As much as I hate to admit it, she’s got a point. It wasn’t just that I blacked out in a haze of grief that summer, trying to keep everything together after my mum died, it’s that after I surfaced, and could finally think straight again—think ofher—I didn’t scrape together every penny I had and catch a flight to go see her. Hold her. Beg her for a second chance.

I let the love of my life slip away because I was too cowardly to chase after her. Too scared of being vulnerable and opening myself up to love and grief again.

Am I really going to make the same mistake again?

Fuck. No.

And suddenly, it’s not even a question. There’s only one way to show her things will be different this time, and that’s by showing up for her. Every time. Every fight. Whether I think she’s right or wrong. I need to be there.
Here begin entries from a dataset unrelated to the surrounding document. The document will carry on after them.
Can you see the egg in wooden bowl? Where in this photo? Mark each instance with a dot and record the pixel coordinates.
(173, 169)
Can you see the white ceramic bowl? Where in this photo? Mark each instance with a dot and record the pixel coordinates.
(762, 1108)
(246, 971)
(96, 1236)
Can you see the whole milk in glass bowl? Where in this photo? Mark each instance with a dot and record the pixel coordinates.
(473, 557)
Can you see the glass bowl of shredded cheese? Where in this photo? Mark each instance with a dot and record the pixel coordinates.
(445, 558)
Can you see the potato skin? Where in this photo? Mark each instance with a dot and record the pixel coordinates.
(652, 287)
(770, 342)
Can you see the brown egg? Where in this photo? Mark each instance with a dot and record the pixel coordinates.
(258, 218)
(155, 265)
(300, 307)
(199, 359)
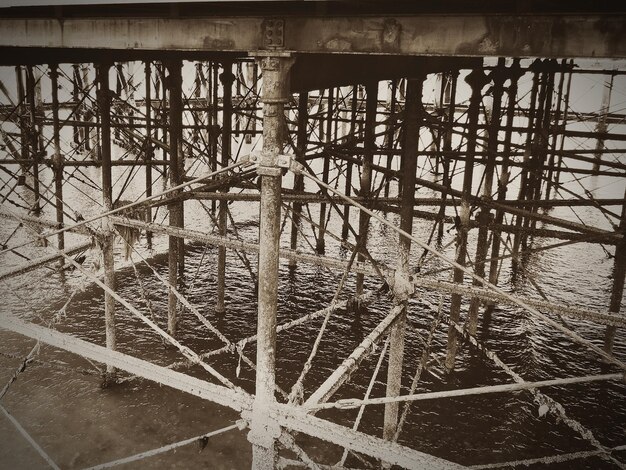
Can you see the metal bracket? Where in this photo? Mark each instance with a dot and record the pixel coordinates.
(269, 165)
(274, 33)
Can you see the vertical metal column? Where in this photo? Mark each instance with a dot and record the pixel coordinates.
(407, 171)
(57, 159)
(227, 78)
(320, 247)
(390, 132)
(371, 106)
(514, 74)
(447, 148)
(33, 136)
(498, 76)
(476, 80)
(263, 430)
(523, 190)
(148, 148)
(556, 127)
(601, 126)
(350, 141)
(619, 272)
(298, 180)
(108, 237)
(176, 173)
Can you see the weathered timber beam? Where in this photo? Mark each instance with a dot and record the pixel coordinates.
(548, 307)
(424, 201)
(286, 415)
(341, 374)
(298, 420)
(199, 388)
(505, 35)
(616, 237)
(35, 263)
(440, 286)
(240, 245)
(37, 221)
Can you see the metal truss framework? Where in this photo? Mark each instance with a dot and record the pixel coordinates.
(347, 138)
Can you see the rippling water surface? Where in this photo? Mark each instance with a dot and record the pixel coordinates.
(60, 402)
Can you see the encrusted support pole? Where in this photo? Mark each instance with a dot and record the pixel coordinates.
(523, 189)
(107, 237)
(226, 78)
(476, 80)
(514, 73)
(450, 97)
(57, 159)
(33, 136)
(556, 127)
(371, 105)
(390, 131)
(601, 126)
(298, 180)
(351, 140)
(321, 242)
(402, 287)
(76, 86)
(498, 76)
(263, 429)
(148, 147)
(619, 272)
(177, 163)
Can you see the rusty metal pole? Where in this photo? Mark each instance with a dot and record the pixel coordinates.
(408, 170)
(601, 126)
(175, 208)
(33, 134)
(390, 132)
(57, 159)
(371, 106)
(619, 272)
(263, 429)
(148, 148)
(555, 130)
(320, 247)
(498, 76)
(298, 180)
(226, 78)
(351, 139)
(447, 148)
(107, 238)
(476, 80)
(76, 86)
(523, 189)
(514, 73)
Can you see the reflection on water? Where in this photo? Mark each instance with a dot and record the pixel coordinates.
(60, 402)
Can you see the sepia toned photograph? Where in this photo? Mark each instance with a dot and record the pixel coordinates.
(321, 234)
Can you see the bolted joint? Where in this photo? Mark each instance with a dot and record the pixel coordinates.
(227, 78)
(477, 79)
(271, 164)
(264, 429)
(106, 227)
(401, 286)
Not three hundred miles away, wallowing in whiskey and regret.

I yank the door open and poke my head back into the kitchen. “Thanks for everything, mate, but I’ve got to go,” I tell Max, who looks up from the sausage casings in surprise.

“What, now?”

“This minute,” I say, feeling perfectly clear. Hungover, but clear. “I’ve already wasted long enough without her. I’m not waiting another fucking moment anymore.”

I slam the door shut and leg it back to the cottage to grab my things, then cram myself into the stupid yellow car for what I hope to God is the last time. I start the engine, and yank the gears into first, already wondering if I can make it back to Sussex before—

“… Hold up!”

I hear a voice yelling and look in the rearview mirror to see Max racing down from the restaurant, waving wildly with an assortment of bags in his arms.

What in the world…?

I slow the car, as he catches up, and yanks open the passenger door. “I can’t let you be the only one making a dumb romantic gesture,” he says, collapsing in the seat beside me.

“It’s eleven hours’ drive,” I warn him. “And I’m not stopping.”

“Then it’s a good thing I brought provisions.” Max holds up a sack of leftover pasties. And a thermos of coffee too.

I put the car in drive again. “You think they’ll hear us out?” I ask, feeling a rumbling of doubt. What if I’m already too late? What if I’ve just lost the second chance of a lifetime?

Max buckles up and gives me a rueful grin. “There’s only one way to find out.”